Tesla is set to join S&P 500 as largest-ever new member

“It wasn’t easy to make such an important decision, and this decision has a big impact,” said Howard Silverblatt, senior index analyst at S&P Dow Jones. (Silverblatt isn’t a member of the S&P 500 committee and isn’t associated directly with the decision to put in Tesla). “An open-ended dialog with investors will only help. You can’t put a company in at such a high level just like you would any other firm. The times have changed, the magnitude of the stocks that are being added has changed, too.”

News Tesla will enter the index, which drove its shares up more than 13% after hours partly in anticipation of demand from index trackers, ends one drama and starts a second. Besides boosting the uncomfortably large influence of technology companies in the biggest equity gauge, it starts what could be a frantic process among Wall Street’s sprawling passive investment machine to accommodate its addition.

About $11 trillion of investment assets are either tied or benchmarked to the S&P 500.

Given its heft, Tesla would likely be among the top 10 largest stocks in the S&P 500, falling somewhere between Johnson & Johnson and Procter & Gamble Co., with a weighting of more than 1%. That would equal the combined value of the 60 smallest stocks in the benchmark. S&P Dow Jones uses float-adjusted market-cap rather than the straight figure to apportion influence.

Tesla jumped more than 10% in extended trading on news of S&P 500 inclusion

Usually when the S&P 500 is reshuffled, it occurs when a company is acquired or as part of a routine quarterly rebalancing.
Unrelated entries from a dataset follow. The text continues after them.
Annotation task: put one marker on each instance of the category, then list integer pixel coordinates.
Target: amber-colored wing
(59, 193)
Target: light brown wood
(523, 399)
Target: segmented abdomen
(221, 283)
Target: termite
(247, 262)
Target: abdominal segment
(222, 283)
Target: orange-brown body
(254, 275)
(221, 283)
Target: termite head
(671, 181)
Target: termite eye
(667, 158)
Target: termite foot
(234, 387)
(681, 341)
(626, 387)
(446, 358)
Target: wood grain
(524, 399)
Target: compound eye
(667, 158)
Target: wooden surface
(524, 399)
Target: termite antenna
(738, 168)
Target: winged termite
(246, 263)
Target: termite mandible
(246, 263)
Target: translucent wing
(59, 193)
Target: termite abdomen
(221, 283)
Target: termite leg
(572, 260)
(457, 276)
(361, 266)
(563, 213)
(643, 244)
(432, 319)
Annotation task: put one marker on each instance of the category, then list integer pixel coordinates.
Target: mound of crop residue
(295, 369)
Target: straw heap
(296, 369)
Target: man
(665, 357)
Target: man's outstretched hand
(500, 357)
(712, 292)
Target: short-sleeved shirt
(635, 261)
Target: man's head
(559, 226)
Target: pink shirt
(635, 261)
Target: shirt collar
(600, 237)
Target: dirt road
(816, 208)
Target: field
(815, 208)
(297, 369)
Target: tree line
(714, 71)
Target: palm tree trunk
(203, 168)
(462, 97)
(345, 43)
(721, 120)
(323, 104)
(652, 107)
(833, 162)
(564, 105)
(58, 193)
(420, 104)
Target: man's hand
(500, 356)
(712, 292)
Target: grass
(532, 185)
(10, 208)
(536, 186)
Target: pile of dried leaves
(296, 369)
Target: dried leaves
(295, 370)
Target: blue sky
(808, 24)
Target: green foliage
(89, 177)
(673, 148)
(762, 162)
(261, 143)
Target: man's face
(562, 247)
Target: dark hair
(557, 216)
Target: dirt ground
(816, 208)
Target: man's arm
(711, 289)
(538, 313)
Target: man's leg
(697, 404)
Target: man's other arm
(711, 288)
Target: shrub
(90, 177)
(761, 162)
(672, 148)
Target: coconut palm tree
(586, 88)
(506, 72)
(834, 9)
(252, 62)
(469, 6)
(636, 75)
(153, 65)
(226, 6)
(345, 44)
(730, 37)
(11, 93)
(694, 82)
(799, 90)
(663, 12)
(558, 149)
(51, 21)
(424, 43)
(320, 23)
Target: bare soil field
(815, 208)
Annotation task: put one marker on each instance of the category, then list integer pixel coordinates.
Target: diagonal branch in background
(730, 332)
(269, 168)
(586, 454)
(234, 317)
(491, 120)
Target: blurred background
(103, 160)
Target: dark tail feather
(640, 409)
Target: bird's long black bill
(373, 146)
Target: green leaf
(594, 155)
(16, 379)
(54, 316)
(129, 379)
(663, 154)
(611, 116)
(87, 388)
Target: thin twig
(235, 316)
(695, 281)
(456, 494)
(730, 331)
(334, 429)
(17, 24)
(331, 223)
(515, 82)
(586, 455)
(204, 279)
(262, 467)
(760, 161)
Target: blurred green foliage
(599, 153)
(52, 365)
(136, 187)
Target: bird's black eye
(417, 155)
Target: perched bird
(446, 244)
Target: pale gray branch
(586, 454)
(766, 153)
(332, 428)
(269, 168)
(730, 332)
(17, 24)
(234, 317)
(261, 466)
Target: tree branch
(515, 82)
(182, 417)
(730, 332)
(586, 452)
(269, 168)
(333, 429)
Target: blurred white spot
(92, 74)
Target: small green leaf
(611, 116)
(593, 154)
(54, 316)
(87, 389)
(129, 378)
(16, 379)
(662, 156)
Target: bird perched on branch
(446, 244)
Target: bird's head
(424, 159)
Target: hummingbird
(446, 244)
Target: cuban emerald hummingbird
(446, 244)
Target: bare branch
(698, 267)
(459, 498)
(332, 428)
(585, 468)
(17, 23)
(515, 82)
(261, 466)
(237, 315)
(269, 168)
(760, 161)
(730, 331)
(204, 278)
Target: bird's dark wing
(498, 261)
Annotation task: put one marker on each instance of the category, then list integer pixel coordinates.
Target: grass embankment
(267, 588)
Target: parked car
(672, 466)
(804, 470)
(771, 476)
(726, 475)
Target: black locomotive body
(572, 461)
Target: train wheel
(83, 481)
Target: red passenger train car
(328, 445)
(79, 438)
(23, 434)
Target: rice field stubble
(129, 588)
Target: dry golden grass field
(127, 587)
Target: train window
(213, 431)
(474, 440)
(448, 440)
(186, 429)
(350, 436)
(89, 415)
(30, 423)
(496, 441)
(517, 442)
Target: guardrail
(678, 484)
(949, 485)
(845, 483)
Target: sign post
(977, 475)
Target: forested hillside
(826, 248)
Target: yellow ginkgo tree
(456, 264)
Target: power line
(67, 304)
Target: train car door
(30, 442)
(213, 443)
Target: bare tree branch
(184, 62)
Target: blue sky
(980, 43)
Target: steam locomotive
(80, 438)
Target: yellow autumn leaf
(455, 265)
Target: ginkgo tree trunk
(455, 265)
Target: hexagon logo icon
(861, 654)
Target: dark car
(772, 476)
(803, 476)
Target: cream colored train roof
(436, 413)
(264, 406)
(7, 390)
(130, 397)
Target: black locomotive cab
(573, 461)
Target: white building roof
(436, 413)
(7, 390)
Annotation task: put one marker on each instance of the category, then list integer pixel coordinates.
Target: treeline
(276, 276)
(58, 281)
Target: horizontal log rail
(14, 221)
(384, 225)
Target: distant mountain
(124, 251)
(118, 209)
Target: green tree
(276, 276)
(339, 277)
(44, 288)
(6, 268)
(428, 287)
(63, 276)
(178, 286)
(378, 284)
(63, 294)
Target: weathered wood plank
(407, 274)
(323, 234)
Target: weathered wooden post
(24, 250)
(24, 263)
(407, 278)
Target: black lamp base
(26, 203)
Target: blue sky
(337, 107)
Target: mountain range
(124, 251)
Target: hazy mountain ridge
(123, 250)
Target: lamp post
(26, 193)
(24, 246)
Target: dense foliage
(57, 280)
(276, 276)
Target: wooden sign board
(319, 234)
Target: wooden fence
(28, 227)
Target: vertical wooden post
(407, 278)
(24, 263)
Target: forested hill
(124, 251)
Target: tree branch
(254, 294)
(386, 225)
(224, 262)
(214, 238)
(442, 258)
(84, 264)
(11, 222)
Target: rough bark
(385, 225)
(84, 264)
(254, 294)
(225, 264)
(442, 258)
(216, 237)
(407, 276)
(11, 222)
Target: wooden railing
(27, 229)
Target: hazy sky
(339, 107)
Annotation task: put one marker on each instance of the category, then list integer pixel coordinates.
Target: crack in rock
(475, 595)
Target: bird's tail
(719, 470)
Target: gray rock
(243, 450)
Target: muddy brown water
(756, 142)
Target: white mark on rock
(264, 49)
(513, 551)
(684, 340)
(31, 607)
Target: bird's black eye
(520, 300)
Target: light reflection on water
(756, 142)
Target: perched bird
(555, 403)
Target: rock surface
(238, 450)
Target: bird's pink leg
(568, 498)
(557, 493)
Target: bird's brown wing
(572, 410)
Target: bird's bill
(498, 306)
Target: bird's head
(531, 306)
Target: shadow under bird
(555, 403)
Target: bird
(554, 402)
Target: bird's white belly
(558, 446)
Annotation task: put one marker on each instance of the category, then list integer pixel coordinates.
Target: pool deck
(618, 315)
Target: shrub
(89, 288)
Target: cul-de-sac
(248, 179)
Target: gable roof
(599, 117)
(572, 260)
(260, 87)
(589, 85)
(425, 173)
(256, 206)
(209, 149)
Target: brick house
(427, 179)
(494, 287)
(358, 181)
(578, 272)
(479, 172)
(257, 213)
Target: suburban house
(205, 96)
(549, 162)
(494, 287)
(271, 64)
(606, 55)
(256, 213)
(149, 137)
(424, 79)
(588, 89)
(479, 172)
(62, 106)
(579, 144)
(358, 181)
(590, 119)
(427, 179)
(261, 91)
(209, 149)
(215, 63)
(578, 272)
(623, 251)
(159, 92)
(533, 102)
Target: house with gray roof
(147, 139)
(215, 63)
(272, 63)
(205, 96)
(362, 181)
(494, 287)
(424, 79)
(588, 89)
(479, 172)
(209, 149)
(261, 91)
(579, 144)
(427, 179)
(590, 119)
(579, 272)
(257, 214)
Often, changes happen due to shifts in a company’s size: one might be sent to the S&P’s small-cap or mid-cap indexes while another moves up to the large-cap gauge.

In October, industrial tech firm Vontier Corp. replaced Noble Energy Inc., which was acquired by Chevron Corp. Noble Energy last traded with a market value of $4.1 billion, not far off from Vontier’s $4.9 billion. E*Trade Financial, which was purchased by Morgan Stanley, was replaced by Pool Corp., a distributor of swimming pool supplies of roughly the same size.

In Tesla’s case, as far as index-trackers are concerned, there’s no single company large enough that its removal would offset its addition. Index-fund managers have speculated in the past that when the carmaker is added, they’ll need to sell small bits of other members of the gauge to create space.

“In effect, this is trading a pawn on the chessboard for a queen,” Lawrence Creatura, a portfolio manager at PRSPCTV Capital LLC, said by phone. “The size of Tesla as it’s being included in the index is much larger relative to the company that is likely to come out. That’s going to create a lot of shuffling among passive funds that track the S&P 500 explicitly.”

Given the sheer amount of investment dollars that track the benchmark, index mutual funds and exchange-traded funds were already hashing out strategies back in July for this possibility. Back then, when Tesla’s market-cap stood near $280 billion, Vanguard Group Inc. estimated managers of passive funds will have to sell about $35 billion to $40 billion of shares in the rest of the index’s companies to make a hole big enough to fit purchases of Tesla shares. Now, after over another $100 billion in value was added to Tesla, that amount is presumably larger.

Tesla’s path to the S&P 500 has been unconventional. Investors believed in Musk’s firm’s growth story enough to bid the share price ever higher despite a record dotted with more quarterly losses than profits. One rule for index inclusion requires that the sum of total earnings over the past four quarters must be positive — a feat Tesla did not reach until this summer.

As S&P Dow Jones’ Silverblatt said, “the times have changed.” Companies go public when they’re older now, once they have already delivered solid growth. This may be the first time passive index overlords and fund managers have to deal with such an untraditional addition. But it may not be the last.